Universal compassion is the only guarantee of morality, and those of us concerned with cultivating compassion in ourselves and in others mustn't allow our notion of “universal” to be restricted to our own species, but should extend our circles of compassion to all sentient beings by living a cruelty-free vegan life-style.
The cultivation of compassion requires that we be mindful of our intentions and that our intentions be consistent with the precepts of compassion.

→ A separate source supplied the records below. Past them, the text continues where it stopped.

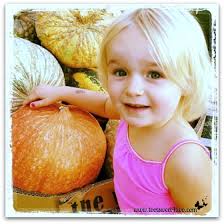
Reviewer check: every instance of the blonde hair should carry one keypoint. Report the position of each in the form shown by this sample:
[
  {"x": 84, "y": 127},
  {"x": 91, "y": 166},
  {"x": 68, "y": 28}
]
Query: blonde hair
[{"x": 180, "y": 48}]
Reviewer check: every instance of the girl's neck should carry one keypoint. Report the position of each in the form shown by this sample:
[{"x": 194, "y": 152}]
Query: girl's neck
[{"x": 161, "y": 130}]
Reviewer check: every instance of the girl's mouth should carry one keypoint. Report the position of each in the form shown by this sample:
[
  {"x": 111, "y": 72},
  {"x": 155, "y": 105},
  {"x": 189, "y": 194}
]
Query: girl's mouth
[{"x": 136, "y": 107}]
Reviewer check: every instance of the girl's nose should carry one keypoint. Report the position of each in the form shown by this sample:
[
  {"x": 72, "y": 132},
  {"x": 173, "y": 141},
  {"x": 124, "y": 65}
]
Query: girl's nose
[{"x": 135, "y": 86}]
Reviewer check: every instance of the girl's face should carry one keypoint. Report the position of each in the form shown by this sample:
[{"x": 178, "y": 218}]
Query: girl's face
[{"x": 137, "y": 86}]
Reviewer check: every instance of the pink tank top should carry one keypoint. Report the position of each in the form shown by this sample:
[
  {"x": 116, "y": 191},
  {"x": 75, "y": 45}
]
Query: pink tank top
[{"x": 139, "y": 184}]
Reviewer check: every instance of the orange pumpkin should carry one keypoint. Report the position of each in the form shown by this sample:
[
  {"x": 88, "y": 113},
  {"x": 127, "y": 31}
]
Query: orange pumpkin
[{"x": 55, "y": 149}]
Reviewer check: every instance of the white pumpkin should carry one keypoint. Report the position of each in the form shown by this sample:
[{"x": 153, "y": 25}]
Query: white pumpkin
[{"x": 33, "y": 65}]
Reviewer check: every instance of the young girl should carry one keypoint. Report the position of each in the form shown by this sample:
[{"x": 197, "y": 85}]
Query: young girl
[{"x": 155, "y": 66}]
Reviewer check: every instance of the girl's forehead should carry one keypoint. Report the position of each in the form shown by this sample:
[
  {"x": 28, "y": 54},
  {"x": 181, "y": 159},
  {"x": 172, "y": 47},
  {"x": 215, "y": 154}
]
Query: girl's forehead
[{"x": 128, "y": 44}]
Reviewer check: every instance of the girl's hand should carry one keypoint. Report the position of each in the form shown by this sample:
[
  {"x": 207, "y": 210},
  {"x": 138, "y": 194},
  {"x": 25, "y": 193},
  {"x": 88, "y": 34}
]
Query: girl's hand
[{"x": 43, "y": 95}]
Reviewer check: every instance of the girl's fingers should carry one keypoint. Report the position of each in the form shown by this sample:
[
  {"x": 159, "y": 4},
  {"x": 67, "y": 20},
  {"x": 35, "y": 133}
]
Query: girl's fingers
[
  {"x": 40, "y": 103},
  {"x": 30, "y": 98}
]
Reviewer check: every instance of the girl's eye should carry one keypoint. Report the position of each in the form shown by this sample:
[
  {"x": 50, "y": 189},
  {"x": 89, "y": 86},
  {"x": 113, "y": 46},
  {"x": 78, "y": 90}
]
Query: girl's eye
[
  {"x": 120, "y": 73},
  {"x": 154, "y": 75}
]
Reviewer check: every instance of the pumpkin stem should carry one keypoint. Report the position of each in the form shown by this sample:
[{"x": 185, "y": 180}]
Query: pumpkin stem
[{"x": 91, "y": 18}]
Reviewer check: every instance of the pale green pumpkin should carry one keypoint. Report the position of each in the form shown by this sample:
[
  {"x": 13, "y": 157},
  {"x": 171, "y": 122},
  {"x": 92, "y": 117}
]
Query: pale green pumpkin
[
  {"x": 74, "y": 36},
  {"x": 32, "y": 65}
]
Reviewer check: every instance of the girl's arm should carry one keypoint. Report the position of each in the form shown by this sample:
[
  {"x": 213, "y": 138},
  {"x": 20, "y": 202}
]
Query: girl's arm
[
  {"x": 95, "y": 102},
  {"x": 188, "y": 176}
]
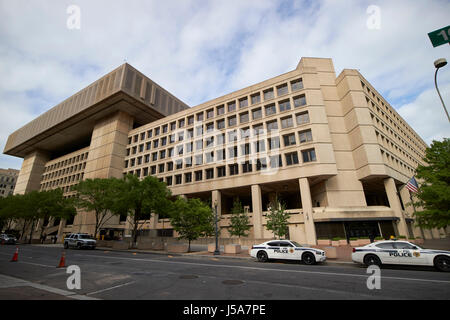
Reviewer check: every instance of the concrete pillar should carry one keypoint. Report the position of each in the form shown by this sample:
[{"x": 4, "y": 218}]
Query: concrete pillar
[
  {"x": 217, "y": 199},
  {"x": 305, "y": 194},
  {"x": 394, "y": 203},
  {"x": 257, "y": 212},
  {"x": 30, "y": 175}
]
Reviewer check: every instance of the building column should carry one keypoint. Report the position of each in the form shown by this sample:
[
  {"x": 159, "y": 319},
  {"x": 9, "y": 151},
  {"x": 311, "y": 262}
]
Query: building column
[
  {"x": 394, "y": 203},
  {"x": 30, "y": 175},
  {"x": 257, "y": 212},
  {"x": 305, "y": 194}
]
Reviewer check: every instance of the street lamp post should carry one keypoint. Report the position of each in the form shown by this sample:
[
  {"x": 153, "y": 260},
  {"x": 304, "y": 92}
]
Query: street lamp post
[
  {"x": 439, "y": 63},
  {"x": 217, "y": 251}
]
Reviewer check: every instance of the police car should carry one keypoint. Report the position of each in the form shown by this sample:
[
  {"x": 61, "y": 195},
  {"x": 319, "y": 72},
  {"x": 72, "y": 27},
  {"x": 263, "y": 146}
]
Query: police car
[
  {"x": 401, "y": 252},
  {"x": 286, "y": 249}
]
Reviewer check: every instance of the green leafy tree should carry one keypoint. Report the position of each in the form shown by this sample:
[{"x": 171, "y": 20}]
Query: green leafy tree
[
  {"x": 239, "y": 222},
  {"x": 140, "y": 198},
  {"x": 434, "y": 187},
  {"x": 277, "y": 219},
  {"x": 97, "y": 196},
  {"x": 192, "y": 219}
]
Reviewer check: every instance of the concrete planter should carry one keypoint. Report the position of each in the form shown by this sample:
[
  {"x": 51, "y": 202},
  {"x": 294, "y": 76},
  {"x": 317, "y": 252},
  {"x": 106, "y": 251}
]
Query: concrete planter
[
  {"x": 233, "y": 248},
  {"x": 363, "y": 242},
  {"x": 324, "y": 242},
  {"x": 335, "y": 243},
  {"x": 330, "y": 252}
]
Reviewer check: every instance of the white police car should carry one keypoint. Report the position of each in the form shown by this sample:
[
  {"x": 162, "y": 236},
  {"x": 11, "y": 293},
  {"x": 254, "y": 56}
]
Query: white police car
[
  {"x": 286, "y": 249},
  {"x": 401, "y": 252}
]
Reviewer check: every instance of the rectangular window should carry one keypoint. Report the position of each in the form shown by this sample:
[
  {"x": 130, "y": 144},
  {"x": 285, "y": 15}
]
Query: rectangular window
[
  {"x": 285, "y": 105},
  {"x": 297, "y": 84},
  {"x": 287, "y": 122},
  {"x": 289, "y": 140},
  {"x": 261, "y": 164},
  {"x": 243, "y": 117},
  {"x": 282, "y": 89},
  {"x": 260, "y": 146},
  {"x": 231, "y": 106},
  {"x": 299, "y": 101},
  {"x": 305, "y": 136},
  {"x": 268, "y": 94},
  {"x": 234, "y": 169},
  {"x": 247, "y": 167},
  {"x": 302, "y": 118},
  {"x": 272, "y": 125},
  {"x": 275, "y": 161},
  {"x": 274, "y": 143},
  {"x": 220, "y": 110},
  {"x": 209, "y": 174},
  {"x": 257, "y": 113},
  {"x": 221, "y": 172},
  {"x": 309, "y": 155},
  {"x": 256, "y": 98},
  {"x": 232, "y": 121},
  {"x": 291, "y": 158},
  {"x": 221, "y": 124},
  {"x": 270, "y": 109},
  {"x": 243, "y": 102}
]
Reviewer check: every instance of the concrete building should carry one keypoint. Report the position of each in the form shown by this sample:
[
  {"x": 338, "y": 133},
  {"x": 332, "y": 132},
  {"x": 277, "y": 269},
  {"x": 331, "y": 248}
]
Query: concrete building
[
  {"x": 8, "y": 179},
  {"x": 331, "y": 148}
]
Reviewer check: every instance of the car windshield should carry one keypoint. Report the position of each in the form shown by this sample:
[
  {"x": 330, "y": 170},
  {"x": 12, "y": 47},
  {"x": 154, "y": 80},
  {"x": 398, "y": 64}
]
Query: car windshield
[{"x": 295, "y": 244}]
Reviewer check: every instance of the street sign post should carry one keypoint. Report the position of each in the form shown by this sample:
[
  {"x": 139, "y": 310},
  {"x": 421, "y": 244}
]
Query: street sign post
[{"x": 440, "y": 37}]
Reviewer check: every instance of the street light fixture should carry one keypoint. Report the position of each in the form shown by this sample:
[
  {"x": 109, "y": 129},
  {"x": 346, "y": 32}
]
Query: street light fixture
[
  {"x": 439, "y": 63},
  {"x": 217, "y": 251}
]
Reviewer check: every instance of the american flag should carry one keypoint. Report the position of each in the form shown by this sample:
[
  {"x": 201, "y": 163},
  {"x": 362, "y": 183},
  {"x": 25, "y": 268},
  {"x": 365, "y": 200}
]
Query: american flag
[{"x": 412, "y": 185}]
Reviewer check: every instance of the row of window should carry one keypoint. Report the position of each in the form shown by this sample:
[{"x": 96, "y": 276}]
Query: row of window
[
  {"x": 256, "y": 113},
  {"x": 220, "y": 155},
  {"x": 67, "y": 162},
  {"x": 258, "y": 129},
  {"x": 275, "y": 161}
]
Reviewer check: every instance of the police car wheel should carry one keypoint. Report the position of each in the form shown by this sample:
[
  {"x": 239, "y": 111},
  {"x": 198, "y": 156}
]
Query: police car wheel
[
  {"x": 442, "y": 263},
  {"x": 308, "y": 258},
  {"x": 262, "y": 256},
  {"x": 372, "y": 260}
]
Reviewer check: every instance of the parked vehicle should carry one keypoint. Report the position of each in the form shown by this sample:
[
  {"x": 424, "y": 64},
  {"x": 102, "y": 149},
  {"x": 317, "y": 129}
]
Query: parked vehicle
[
  {"x": 402, "y": 253},
  {"x": 80, "y": 241},
  {"x": 287, "y": 249}
]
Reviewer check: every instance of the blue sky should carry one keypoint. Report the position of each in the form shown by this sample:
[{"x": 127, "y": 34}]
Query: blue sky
[{"x": 199, "y": 50}]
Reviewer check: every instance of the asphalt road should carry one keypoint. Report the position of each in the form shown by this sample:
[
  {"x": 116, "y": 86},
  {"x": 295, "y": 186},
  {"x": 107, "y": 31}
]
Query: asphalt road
[{"x": 123, "y": 275}]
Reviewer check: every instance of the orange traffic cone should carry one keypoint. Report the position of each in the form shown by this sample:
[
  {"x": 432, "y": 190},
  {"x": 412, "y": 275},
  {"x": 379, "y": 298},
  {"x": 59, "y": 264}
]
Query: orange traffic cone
[
  {"x": 62, "y": 262},
  {"x": 16, "y": 255}
]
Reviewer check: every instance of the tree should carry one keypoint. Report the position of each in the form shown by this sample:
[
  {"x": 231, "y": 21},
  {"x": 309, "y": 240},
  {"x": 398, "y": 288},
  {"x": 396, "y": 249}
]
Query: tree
[
  {"x": 239, "y": 224},
  {"x": 192, "y": 219},
  {"x": 277, "y": 219},
  {"x": 140, "y": 198},
  {"x": 97, "y": 195},
  {"x": 52, "y": 204},
  {"x": 434, "y": 188}
]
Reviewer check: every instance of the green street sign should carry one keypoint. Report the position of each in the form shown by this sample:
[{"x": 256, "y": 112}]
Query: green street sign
[{"x": 440, "y": 37}]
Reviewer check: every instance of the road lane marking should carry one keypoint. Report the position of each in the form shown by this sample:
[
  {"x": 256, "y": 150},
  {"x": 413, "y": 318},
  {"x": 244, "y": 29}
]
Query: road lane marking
[
  {"x": 111, "y": 288},
  {"x": 20, "y": 282},
  {"x": 272, "y": 269}
]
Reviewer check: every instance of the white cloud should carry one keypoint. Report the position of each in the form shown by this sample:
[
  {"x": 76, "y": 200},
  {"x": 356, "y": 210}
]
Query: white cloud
[{"x": 199, "y": 50}]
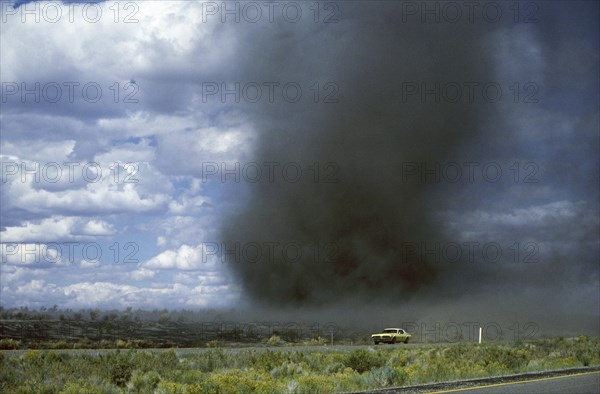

Mindfulness of this kind requires constant effort and although lapses of attention are inevitable, the student of mindfulness and compassion mustn't consciously exempt or exclude any part of her life or her behavior from the practice. And there is no logic whatsoever in the notion that mealtime should provide us with three opportunities a day to disengage our mindfulness and insulate ourselves from the suffering of others. Quite the opposite. Whenever we sit down to eat, we are making a choice: either to alleviate suffering or to perpetuate it. If we are motivated by compassion, the choice could not possibly be clearer.